Italian and Spanish Renaissance Art and Architecture

The Italian Renaissance: Rome as the New Art Capital

The death of Lorenzo “the Magnificent” in 1492 marked the end of Florence’s reign as the Italian Renaissance art capital, giving way to Rome. It’s the time of the great geniuses: Michelangelo, Raphael, and Leonardo da Vinci. The Eternal City experienced a Golden Age of the arts under the glorious pontificates of Julius II and Leo X.

Julius II was a great patron of the arts. He initiated the construction of St. Peter’s Basilica, commissioned the decoration of the Sistine Chapel and the Stanze, and promoted archaeological excavations, buying the statues that were discovered. According to Vasari, copies of these works allowed 16th-century sculptors to surpass those of the Quattrocento. Leo X sponsored further findings. Numerous buried galleries were found in Nero’s Domus Aurea, whose corridors became known as “caves” and whose paintings as “grotesque”.

Leonardo da Vinci’s *The Last Supper*

The Last Supper represents the last meeting of Christ with his apostles before his death. The work utilizes linear perspective, optimally enlarging the wall with a depiction of the Last Supper. The position of the apostles, behind the table and grouped in threes, is innovative. Until then, Judas was typically placed alone and in front of the other diners.
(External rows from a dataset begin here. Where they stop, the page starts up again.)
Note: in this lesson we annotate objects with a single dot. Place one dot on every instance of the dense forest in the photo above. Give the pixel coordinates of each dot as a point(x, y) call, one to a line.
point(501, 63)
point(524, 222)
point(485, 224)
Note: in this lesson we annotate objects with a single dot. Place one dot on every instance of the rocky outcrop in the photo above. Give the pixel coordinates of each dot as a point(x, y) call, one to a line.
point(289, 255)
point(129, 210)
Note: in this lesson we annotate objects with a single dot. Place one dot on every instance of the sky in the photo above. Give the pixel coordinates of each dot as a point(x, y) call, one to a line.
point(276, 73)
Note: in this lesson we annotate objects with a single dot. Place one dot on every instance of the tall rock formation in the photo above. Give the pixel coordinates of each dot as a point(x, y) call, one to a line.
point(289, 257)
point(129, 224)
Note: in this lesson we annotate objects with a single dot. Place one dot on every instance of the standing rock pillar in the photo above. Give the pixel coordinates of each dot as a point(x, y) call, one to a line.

Leonardo was not interested in the fresco technique, as it required speed, and he was very meticulous. Leonardo was a scientist who brought a spirit of research to painting. His main contribution was the technique of *sfumato*, or blurring, which involves shading the figures and diluting them through chiaroscuro in space. He died in France, at one of Francis I’s castles.

Spanish Renaissance Architecture: Three Stages

Sixteenth-century Spanish architecture is structured in three stages: Plateresque, Romanist, and Purist. The Plateresque is a term coined from the similarity between the decoration of buildings in the first half of the 16th century and the work of goldsmiths. An example is the facade of the University of Salamanca.

Romanism involved the assimilation of classical proportions and the Christianization of the grotesque. Purism resulted from the strict transplantation of Bramante’s designs to Spain. An example is the Palace of Charles V in Granada.

Donato Bramante and the Tempietto

Donato Bramante began his career in Urbino, where he acquired knowledge of architectural perspective. In Milan, he developed ideas for centrally planned buildings. He reworked these ideas in Rome, studying the ruins. His first important work in the Eternal City was for the Spanish court: the Tempietto.

El Escorial: Monastery of San Lorenzo el Real

El Escorial, the Monastery of San Lorenzo el Real, was built in the 16th century. Started by Juan Bautista de Toledo and continued by Juan de Herrera, it was commissioned by Philip II. The monument is harmonious, based on the mathematical combination of geometric shapes, articulated by pilasters, friezes, and cornices of the Tuscan order.

The building was conceived as a modern reconstruction of the Temple of Jerusalem, intended to serve as a palace, convent, and cemetery.

Raphael’s *The School of Athens*

Commissioned by Pope Julius II, The School of Athens is an allegory representing the triumph of ancient philosophy. It illustrates the Temple of Science, with Plato and Aristotle pointing to heaven and earth, respectively.

Raphael: A Master of Harmony

Raphael possessed an understandable, serene, and harmonious artistic language. The painter’s physical attractiveness, his friendly nature, and the grace of his art, combined with the fervent devotion his works inspired and the happy circumstance of his birth and death at age 37 on Good Friday, made him a demigod in the eyes of his contemporaries.